# GUI for creating users on Samba DC



## Deleted member 67440 (Jun 3, 2022)

This is probably an outdated question, but there is some kind of package already made to get a web GUI (on PHP possibly) to manipulate the LDAP users' of a FreeBSD-Samba DC?

Nothing complex, just create groups, create users, change passwords, associate users with groups

Something similar to GOsa or LAM or LDAP Service Desk, which installs with the least possible effort on BSD (aka: the less commands, the better, please WITHOUT a multi-page-HOWTO)

I would like to help a not very experienced user to replace his pre-packaged Linux "all-in-one-fake-Windows-Server" distribution with BSD: I always use the command line on BSD, and this is not exactly the case for recommending this route.

On the other hand the softwares I normally use on Linux ... are for Linux (of course I could port them, but I don't like reinventing the wheel).

Short version: something like that https://self-service-password.readthedocs.io/en/latest/index.html

Thanks to all the suggestions


----------



## SirDice (Jun 3, 2022)

You should be able to use the Microsoft AD UC to create/manage users.

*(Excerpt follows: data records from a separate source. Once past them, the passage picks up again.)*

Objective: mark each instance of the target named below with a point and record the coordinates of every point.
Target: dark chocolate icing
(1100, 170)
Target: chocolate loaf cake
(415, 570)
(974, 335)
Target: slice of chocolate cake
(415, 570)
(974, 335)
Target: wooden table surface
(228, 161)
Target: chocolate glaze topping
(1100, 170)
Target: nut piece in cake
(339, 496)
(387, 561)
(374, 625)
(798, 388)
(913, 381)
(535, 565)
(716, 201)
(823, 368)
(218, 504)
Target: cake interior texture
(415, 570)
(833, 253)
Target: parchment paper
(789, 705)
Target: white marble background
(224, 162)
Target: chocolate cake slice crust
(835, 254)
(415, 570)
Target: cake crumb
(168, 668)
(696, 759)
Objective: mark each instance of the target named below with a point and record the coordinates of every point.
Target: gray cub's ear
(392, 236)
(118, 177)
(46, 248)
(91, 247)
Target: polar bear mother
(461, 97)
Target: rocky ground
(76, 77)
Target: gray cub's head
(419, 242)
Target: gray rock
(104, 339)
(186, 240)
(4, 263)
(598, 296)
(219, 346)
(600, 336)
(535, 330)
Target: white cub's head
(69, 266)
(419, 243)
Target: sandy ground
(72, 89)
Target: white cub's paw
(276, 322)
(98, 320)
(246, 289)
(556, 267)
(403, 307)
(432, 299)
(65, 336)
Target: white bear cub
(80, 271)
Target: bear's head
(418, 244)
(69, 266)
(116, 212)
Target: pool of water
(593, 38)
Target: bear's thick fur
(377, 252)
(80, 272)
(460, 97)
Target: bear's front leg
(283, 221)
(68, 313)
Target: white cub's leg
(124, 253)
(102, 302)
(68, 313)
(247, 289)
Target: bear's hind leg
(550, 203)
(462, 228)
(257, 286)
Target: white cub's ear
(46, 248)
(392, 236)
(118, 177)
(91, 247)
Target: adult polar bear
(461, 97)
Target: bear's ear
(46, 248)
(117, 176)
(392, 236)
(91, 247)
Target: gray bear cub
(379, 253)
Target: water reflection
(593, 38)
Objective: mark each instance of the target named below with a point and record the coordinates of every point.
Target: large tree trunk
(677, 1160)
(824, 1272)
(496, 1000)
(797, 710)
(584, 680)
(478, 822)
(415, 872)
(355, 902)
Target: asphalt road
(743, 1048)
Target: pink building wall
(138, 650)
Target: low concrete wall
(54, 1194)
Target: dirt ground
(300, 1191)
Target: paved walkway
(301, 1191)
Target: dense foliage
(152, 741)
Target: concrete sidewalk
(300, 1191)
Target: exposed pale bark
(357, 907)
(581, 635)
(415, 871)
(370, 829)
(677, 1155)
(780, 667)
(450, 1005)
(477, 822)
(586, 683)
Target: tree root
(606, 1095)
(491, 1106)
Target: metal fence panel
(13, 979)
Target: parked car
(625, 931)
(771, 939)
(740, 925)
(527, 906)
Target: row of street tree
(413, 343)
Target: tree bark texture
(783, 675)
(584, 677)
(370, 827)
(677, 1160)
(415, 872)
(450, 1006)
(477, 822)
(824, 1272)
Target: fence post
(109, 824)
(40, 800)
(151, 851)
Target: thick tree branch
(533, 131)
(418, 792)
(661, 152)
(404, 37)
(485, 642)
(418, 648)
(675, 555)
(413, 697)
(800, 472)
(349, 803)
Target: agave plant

AD isn't just LDAP. It's Kerberos with an LDAP backend. "Simple" LDAP management tools won't create the Kerberos/AD specific entries.


----------



## Deleted member 67440 (Jun 4, 2022)

Well, in fact I am thinking more on a samba-tools wrapper, just like Cockpit, but it is a Fedora project

I'm almost thinking of writing one myself, but I was hoping for something already packaged on BSD


----------